Spark新發布的Spark SQL組件讓Spark對SQL有了別樣於Shark基於Hive的支持。參考官方手冊,具體分三部分:

其一,能在Scala代碼裏寫SQL,支持簡單的SQL語法檢查,能把RDD指定為Table存儲起來。此外支持部分SQL語法的DSL。

其二,支持Parquet文件的讀寫,且保留Schema。

其三,能在Scala代碼裏訪問Hive元數據,能執行Hive語句,並且把結果取回作為RDD使用。


第一點對SQL的支持主要依賴了Catalyst這個新的查詢優化框架(下麵會給出一些Catalyst的簡介),在把sql解析成邏輯執行計劃之後,利用Catalyst包裏的一些類和接口,執行了一些簡單的執行計劃優化,最後變成RDD的計算。雖然目前的sql parser比較簡單,執行計劃的優化比較通配,還有些參考價值,所以看了下這塊代碼。目前這個PR在昨天已經merge進了主幹,可以在sql模塊裏看到這部分實現,還有catalyst模塊看到Catalyst的代碼。下麵會具體介紹Spark SQL模塊的實現。

第二點對Parquet的支持不關注,因為我們的應用場景裏不會使用Parquet這樣的列存儲,適用場景不一樣。

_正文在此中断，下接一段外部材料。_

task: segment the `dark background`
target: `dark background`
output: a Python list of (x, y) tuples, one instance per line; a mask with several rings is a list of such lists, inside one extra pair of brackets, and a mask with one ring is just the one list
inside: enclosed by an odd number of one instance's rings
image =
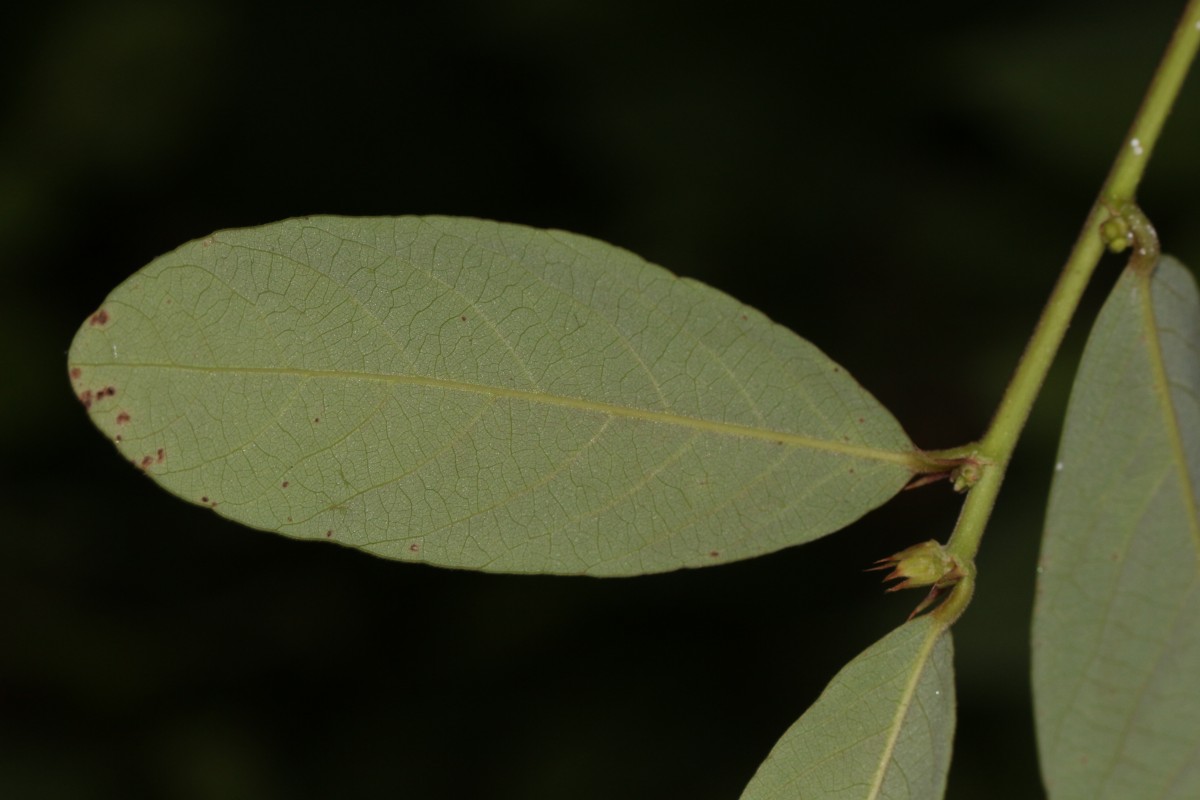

第三點對Hive的這種結合方式,沒有什麼核心的進展。與Shark相比,Shark依賴Hive的Metastore,解析器等能把hql執行變成Spark上的計算,而Hive的現在這種結合方式與代碼裏引入Hive包執行hql沒什麼本質區別,隻是把hive hql的數據與RDD的打通這種交互做得更友好了。


Catalyst介紹

參考spark summit裏關於Catalyst的資料,Catalyst: A Query Optimization Framework for Spark and Shark

Query optimization can greatly improve both the productivity of developers and the performance of the queries that they write. A good query optimizer is capable of automatically rewriting relational queries to execute more efficiently, using techniques such as filtering data early, utilizing available indexes, and even ensuring different data sources are joined in the most efficient order. By performing these transformations, the optimizer not only improves the execution times of relational queries, but also frees the developer to focus on the semantics of their application instead of its performance. Unfortunately, building an optimizer is a incredibly complex engineering task and thus many open source systems perform only very simple optimizations. Past research[1][2] has attempted to combat this complexity by providing frameworks that allow the creators of optimizers to write possible optimizations as a set of declarative rules. However, the use of such frameworks has required the creation and maintenance of special “optimizer compilers” and forced the burden of learning a complex domain specific language upon those wishing to add features to the optimizer. Instead, we propose Catalyst, a query optimization framework embedded in Scala.Catalyst takes advantage of Scala’s powerful language features such as pattern matching and runtime metaprogramming to allow developers to concisely specify complex relational optimizations.In this talk I will describe the framework and how it allows developers toexpress complex query transformations in very few lines of code. I will also describe our initialefforts at improving the execution time of Shark queries by greatly improving its query optimization capabilities.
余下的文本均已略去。